A sentença foi proferida na noite desta terça-feira, 16, após julgamento realizado pelo Tribunal do Júri da 1ª Vara Criminal de Araguaína. A sessão começou pela manhã e se estendeu por mais de 13 horas, sendo encerrada por volta das 21h30.
Além de Rejane, a irmã dela, Lindiana Mendes da Silva, também foi condenada. Conforme a decisão, ela recebeu pena de um ano de prisão por participação na ocultação do cadáver.
Segundo a denúncia apresentada pelo Ministério Público, o crime ocorreu em 9 de julho de 2025, na residência da acusada, no setor Parque Sonhos Dourados.
As investigações apontaram que o empresário mantinha auxílio financeiro regular à técnica de enfermagem, pagando despesas como aluguel e contas básicas. Os repasses mensais variavam entre R$ 1,6 mil e R$ 1,8 mil.
Ainda de acordo com a apuração, um desentendimento teria ocorrido após José Paulo informar que reduziria a ajuda financeira para R$ 600 mensais.
Durante o processo, Rejane admitiu que amarrou o empresário após uma discussão. Em depoimento, afirmou que decidiu matá-lo por receio de que fosse denunciada à polícia.
Conforme os autos, o empresário foi atingido por golpes de faca dentro da residência.
A investigação também concluiu que, após o crime, a acusada se apropriou de bens da vítima, incluindo joias, relógio e telefone celular.
Os autos apontam ainda que ela adulterou a placa do veículo do empresário e providenciou que o carro fosse deixado em outro local para dificultar a identificação do crime.
No dia seguinte ao homicídio, Rejane pediu ajuda da irmã para retirar o corpo da casa.

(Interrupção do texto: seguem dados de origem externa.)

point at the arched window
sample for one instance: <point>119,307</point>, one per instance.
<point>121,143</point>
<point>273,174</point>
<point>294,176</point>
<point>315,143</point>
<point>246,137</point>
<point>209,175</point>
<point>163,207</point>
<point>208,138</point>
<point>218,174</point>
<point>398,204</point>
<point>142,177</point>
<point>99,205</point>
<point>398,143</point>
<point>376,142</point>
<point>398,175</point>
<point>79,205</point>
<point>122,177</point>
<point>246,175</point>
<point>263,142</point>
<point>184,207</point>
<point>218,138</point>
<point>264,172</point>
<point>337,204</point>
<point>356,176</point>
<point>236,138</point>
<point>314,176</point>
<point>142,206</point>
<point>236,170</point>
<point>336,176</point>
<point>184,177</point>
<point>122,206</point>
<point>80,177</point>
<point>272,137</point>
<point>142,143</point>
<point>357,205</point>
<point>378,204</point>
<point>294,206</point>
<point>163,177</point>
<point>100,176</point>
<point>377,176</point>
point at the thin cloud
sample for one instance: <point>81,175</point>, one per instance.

Segundo as investigações, o cadáver foi enrolado em lençóis e em um carpete, colocado dentro do veículo da vítima e abandonado sob uma ponte sobre um córrego na Avenida Frimar, entre o bairro JK e a TO-222.
O corpo foi localizado após uma denúncia anônima.
A Polícia Civil conseguiu esclarecer o caso em cerca de quatro dias, em uma investigação que teve grande repercussão em Araguaína.
Com a decisão do Tribunal do Júri, Rejane cumprirá pena em regime fechado. Já Lindiana foi condenada pela participação na ocultação do cadáver.